Le gouvernement canadien versera jusqu’à 110 millions de dollars canadiens, ou 85 millions de dollars, pour indemniser les victimes de la soi-disant «purge homosexuelle», des décennies de discrimination autorisée par le gouvernement contre les Canadiens homosexuels.
L’annonce mardi dernier a fait suite à un discours prononcé à la Chambre des communes à Ottawa par le premier ministre Justin Trudeau, qui a présenté ses excuses aux victimes. Le programme gouvernemental, qui a duré plus de 30 ans et qui n’a pris fin que dans les années 1990, a fait perdre des milliers de personnes à leurs emplois et fait parfois l’objet de poursuites en raison de leur orientation sexuelle. La politique a touché les Canadiens dans l’armée, la fonction publique et la Gendarmerie royale du Canada.
Le gouvernement a également présenté une loi visant à supprimer les «condamnations injustes» des dossiers judiciaires des personnes accusées en vertu de lois criminalisant l’homosexualité.
Dans un discours aux victimes et à leurs partisans qui s’étaient rassemblés à la tribune de la Chambre des communes, M. Trudeau s’est excusé du «rôle du Canada dans l’oppression systémique, la criminalisation et la violence» contre les minorités sexuelles.
« C’est avec honte et tristesse et un profond regret pour les choses que nous avons faites que je me tiens ici aujourd’hui et que je dis: nous avions tort », a-t-il dit.
Il a ajouté: « J’espère qu’en parlant de ces injustices, en jurant de ne jamais les répéter, et en agissant pour réparer ces torts, nous pouvons commencer à guérir. »
Dans les années 1950, une unité spéciale des Mounties a lancé une vaste campagne visant à éliminer les membres gays et lesbiennes de l’armée et d’autres institutions gouvernementales qui étaient considérées comme vulnérables au chantage par l’Union soviétique. Il n’y a aucun cas connu d’employés publics gais transmettant des informations à une puissance étrangère.
Pour identifier les cibles, les autorités ont mené une surveillance, fait des menaces et même développé une soi-disant «machine à fruits» construite pour détecter l’homosexualité.
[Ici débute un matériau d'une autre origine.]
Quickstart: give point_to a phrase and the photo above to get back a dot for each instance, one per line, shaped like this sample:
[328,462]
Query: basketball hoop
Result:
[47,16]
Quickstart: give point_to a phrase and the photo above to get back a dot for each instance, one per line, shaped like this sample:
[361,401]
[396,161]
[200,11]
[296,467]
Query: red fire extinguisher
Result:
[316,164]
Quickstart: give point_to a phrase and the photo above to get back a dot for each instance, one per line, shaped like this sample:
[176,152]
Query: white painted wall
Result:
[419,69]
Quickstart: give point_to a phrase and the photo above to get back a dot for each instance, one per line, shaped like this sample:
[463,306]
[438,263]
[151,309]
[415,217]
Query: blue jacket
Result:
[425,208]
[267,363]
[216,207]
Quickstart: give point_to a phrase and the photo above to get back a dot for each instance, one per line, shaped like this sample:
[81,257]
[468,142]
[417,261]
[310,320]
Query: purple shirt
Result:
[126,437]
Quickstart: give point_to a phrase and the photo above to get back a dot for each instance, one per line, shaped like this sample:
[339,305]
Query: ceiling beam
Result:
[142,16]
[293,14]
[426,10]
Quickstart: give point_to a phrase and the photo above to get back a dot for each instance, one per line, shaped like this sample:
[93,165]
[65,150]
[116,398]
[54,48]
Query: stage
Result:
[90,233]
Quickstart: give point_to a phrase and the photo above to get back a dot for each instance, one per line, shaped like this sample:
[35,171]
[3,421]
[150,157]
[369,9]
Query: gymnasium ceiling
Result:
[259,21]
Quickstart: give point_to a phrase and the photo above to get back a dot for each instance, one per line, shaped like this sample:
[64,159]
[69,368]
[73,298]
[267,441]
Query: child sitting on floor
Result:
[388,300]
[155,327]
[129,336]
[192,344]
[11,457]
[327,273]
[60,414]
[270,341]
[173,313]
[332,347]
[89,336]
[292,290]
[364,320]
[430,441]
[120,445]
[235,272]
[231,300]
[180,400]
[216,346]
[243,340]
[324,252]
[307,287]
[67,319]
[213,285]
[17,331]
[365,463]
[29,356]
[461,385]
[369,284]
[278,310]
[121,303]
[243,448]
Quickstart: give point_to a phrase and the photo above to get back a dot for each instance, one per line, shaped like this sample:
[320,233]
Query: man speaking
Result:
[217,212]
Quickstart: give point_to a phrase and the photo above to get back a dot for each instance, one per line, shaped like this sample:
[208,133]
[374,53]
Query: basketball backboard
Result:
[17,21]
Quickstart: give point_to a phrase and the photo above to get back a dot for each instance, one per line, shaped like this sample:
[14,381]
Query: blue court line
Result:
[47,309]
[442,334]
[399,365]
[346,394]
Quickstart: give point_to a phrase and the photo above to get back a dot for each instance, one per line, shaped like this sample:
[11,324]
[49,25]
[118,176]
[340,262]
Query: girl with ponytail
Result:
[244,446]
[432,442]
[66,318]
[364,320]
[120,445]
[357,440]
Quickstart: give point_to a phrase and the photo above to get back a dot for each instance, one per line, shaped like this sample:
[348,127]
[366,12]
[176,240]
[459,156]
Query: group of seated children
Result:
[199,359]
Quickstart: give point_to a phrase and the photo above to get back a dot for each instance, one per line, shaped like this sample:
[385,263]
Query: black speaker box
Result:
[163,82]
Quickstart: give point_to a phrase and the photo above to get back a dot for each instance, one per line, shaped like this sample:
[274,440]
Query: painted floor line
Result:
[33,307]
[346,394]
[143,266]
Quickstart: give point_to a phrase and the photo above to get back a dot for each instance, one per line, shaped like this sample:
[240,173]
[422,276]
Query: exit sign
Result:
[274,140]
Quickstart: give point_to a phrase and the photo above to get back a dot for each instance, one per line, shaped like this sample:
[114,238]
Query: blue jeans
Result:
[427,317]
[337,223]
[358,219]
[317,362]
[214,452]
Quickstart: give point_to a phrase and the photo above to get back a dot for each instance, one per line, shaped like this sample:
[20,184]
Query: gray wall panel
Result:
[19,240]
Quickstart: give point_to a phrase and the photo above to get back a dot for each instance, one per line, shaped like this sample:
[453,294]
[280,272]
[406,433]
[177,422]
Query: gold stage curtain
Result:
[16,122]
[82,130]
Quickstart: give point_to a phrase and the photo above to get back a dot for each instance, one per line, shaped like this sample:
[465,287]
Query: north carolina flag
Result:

À un moment donné, 9 000 personnes faisaient l’objet d’une enquête par l’unité, selon certaines estimations.
Bien que le Canada ait partiellement dépénalisé les actes homosexuels en 1969, le programme a duré jusqu’en 1992, ruinant des dizaines de milliers de vies, les homosexuels subissant la honte et les punitions allant de la perte de l’habilitation de sécurité à l’incarcération pour «grossière indécence».
Dans certains cas, les avocats des plaignants ont dit que certaines femmes homosexuelles avaient été violées par des hommes qui leur avaient dit que cela corrigerait leur orientation sexuelle.
Certaines des victimes se seraient suicidées après la destruction de leur carrière.
Les excuses de M. Trudeau et le règlement historique de son gouvernement, que les défenseurs des droits des homosexuels considèrent comme sans précédent partout dans le monde, constituent les dernières étapes d’un examen amorcé l’an dernier par son gouvernement libéral pour contrer les effets dévastateurs du programme discriminatoire.
«C’est une chose dont nous pouvons être extrêmement fiers au Canada», a déclaré R. Douglas Elliott, l’avocat principal des plaignants dans le procès. « A une époque où l’Amérique recule et tente de réintroduire la discrimination, nous allons de l’avant et faisons face à cette injustice historique, en accordant des réparations aux victimes et en nous engageant inébranlablement à ce que cette discrimination ne se répète jamais ».
Le règlement, qui s’élève à 145 millions de dollars canadiens, permettra aux victimes survivantes qui ont subi des représailles de la part du gouvernement entre 1962 et 1996 de réclamer une indemnisation, a déclaré M. Elliott. Ils seront également admissibles à une compensation financière allant jusqu’à 150 000 dollars canadiens pour ceux qui ont subi de graves dommages psychologiques et physiques.
Parce que de nombreuses victimes sont décédées, 15 millions de dollars canadiens ont été alloués pour un ensemble de mesures de réconciliation et de commémoration en leur honneur. Ceux-ci incluront la construction d’un monument national à Ottawa et des programmes éducatifs sur l’histoire de la discrimination envers les personnes gaies et transgenres.
Simon Thwaites, 55 ans, a perdu sa maison et ses moyens de subsistance après avoir été expulsé de l’armée canadienne en 1989 parce qu’il était gay. Il a dit que son enthousiasme pour le règlement a été tempéré par le traumatisme qu’il a enduré pendant des décennies.
«C’est un grand pas, mais vous ne pouvez pas enlever les blessures et les dommages en une journée», a déclaré M. Thwaites.